Only two or three of the 50 surveys in the Sociological Methods & Research article included samples of even 100 Jews, so the strength of their approach comes from combining many studies to bring this number up to an aggregate in the thousands. From the 50 surveys they aggregate a total sample of around 4,000 Jews who responded to a question about religion by saying “Jewish.” By contrast, the NJPS included 4,200 Jews, who each answered a 30-minute questionnaire about what that meant to them.
If the Steinhardt researchers were to conduct similar meta-analyses on recent surveys (their current estimates use surveys conducted from 1997 through 2006), or on older surveys from around 1990, they might be able to address questions of growth or shrinkage in our community. But given the changing nature of “religion” in America over the last 20 years (with a doubling of the percentage saying “none”), a reduction in those responding “Jewish” to religion might not imply a reduction in the number of Jews. Instead, they are comparing the NJPS 1990 estimate with many different approaches used in surveys from around 2000, without clarifying if the larger number is a result of true growth or simply a different methodology.
I was one of four statisticians on the National Technical Advisory Committee to the NJPS. Two, Joe Waksberg and Seymour Sudman, have since passed away. The remaining two, Daniel Levine and myself, strongly support the findings of the NJPS and believe that there is no basis from other studies to dispute its basic findings. So the notion that NJPS has been discredited among the experts is simply false.

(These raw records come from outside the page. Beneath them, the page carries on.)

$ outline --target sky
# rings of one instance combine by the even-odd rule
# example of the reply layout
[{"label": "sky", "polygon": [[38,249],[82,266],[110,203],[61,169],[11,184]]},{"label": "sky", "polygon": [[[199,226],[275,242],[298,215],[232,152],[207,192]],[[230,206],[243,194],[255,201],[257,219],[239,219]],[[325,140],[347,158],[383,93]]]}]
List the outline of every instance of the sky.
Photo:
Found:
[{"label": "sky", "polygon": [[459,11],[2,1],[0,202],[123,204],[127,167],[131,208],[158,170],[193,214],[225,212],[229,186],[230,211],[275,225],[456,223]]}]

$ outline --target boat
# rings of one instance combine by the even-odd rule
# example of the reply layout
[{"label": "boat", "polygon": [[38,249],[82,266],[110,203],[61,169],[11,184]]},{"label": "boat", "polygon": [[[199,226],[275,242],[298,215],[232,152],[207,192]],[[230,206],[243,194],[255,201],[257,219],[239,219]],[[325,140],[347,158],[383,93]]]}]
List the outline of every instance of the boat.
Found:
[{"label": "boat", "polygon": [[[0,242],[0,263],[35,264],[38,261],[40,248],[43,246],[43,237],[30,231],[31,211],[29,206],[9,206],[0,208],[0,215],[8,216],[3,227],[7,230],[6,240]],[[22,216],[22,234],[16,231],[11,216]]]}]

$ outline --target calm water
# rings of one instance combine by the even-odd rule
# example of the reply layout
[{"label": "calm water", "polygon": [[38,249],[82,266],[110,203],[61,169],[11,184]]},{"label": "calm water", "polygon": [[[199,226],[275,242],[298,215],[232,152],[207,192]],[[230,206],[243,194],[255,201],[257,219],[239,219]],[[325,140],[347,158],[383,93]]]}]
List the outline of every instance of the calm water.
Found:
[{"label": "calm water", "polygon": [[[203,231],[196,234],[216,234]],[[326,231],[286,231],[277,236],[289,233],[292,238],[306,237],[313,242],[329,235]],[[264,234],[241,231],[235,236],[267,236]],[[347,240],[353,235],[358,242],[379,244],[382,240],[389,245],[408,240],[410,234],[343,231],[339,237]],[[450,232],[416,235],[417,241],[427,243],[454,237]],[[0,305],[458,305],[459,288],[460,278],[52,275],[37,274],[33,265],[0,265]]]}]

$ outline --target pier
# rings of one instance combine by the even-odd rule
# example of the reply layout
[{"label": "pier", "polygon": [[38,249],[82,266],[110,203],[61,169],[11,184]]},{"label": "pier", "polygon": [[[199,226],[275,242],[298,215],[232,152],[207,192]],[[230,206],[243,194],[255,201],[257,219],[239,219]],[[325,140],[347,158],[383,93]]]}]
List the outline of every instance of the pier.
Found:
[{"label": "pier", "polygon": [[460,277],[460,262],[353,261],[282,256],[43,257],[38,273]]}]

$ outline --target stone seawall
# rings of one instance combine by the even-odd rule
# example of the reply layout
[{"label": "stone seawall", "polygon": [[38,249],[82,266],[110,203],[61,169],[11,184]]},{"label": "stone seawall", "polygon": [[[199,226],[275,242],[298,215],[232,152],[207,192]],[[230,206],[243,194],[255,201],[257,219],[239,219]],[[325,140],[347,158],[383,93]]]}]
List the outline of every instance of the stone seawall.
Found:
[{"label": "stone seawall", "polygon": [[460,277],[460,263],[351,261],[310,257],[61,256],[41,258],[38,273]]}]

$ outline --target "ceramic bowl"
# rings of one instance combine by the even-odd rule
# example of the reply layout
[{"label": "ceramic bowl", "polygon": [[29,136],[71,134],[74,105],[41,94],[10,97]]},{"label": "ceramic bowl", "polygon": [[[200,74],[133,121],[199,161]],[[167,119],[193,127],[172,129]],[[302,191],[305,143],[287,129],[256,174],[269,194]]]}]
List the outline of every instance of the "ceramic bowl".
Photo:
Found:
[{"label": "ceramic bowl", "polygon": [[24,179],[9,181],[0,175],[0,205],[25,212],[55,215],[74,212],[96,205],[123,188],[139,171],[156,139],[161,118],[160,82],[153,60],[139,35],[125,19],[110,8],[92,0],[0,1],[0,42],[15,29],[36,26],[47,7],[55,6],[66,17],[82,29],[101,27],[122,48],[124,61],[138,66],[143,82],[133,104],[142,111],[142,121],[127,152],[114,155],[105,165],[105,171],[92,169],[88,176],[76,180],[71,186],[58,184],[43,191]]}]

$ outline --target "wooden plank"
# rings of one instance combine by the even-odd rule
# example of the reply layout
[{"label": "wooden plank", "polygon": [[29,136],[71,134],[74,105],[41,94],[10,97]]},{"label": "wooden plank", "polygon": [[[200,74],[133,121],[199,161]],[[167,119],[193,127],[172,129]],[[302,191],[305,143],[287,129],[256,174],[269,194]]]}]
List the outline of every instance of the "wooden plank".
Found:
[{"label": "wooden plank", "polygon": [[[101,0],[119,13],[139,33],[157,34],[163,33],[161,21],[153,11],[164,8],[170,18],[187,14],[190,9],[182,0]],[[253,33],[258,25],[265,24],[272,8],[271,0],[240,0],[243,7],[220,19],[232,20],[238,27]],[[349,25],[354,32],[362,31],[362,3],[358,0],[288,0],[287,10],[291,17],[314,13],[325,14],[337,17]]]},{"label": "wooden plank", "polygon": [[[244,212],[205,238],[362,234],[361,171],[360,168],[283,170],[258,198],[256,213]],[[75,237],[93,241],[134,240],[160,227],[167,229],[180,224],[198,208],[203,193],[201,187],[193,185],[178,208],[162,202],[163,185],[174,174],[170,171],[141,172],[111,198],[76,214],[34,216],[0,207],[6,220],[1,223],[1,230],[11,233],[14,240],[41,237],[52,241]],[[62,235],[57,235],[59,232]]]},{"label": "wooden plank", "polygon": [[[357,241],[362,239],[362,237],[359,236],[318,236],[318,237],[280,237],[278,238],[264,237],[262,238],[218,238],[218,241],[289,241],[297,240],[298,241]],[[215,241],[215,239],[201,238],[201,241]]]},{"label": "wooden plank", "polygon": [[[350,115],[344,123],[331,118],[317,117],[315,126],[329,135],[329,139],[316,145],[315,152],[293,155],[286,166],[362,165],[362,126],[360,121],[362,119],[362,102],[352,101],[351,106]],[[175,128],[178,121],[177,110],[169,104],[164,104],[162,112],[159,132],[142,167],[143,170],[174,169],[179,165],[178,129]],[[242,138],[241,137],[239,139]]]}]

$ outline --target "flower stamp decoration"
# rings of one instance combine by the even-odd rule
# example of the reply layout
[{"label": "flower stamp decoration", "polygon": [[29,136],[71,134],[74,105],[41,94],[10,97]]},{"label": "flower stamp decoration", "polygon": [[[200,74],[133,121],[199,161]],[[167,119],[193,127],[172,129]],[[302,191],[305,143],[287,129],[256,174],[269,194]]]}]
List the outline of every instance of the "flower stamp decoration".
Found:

Of course, the NJPS 2000–01 had some problems, as does any survey, but extensive research and evaluation indicated that they had minimal effects on the estimates. NJPS remains the largest, most in-depth survey of the American Jewish population. Its methodology was extensively studied and its possible limitations were well documented.
One weakness was that the NJPS excluded (mostly young) people who could only be reached by cell phone. Since this represented about 1.2% of the U.S. population in 2000 it likely resulted in an undercount, at best, of no more than 60,000 Jews. It is important to note, however, that almost all of the surveys being used by the Steinhardt researchers suffer from the same shortcoming.
It is also true that criticisms of the earlier NJPS 1990 that it might have undercounted Orthodox Jews led to strong outreach efforts for NJPS 2000. It appears that this was successful and, if anything, there may have been a slightly higher participation rate for Orthodox in 2000. But this is an example of the very high quality research of NJPS 2000, unsurpassed by any other Jewish study.
The Jewish community desperately needs a repeat of the NJPS to provide current information on the number of Jews and their characteristics. That is the only way we can answer questions about whether the children of intermarriage are raising their children to be Jewish or whether the generation now having children is different in attitudes and behavior (philanthropy, Jewish organizations, fertility rates) from its predecessors.
If we refrain from investing in the required research into our community, we cannot properly target our resources to best serve the Jewish people. Until then meta-analyses such as those conducted by the Steinhardt researchers could help look at overall change in the “Jewish by religion” subpopulation. But they will not provide insight into who those Jews are, what they believe or whether their numbers are going up or down. There is no substitute for a new NJPS.
David Marker is a senior statistician and Associate Director at Westat, located in Rockville, Md.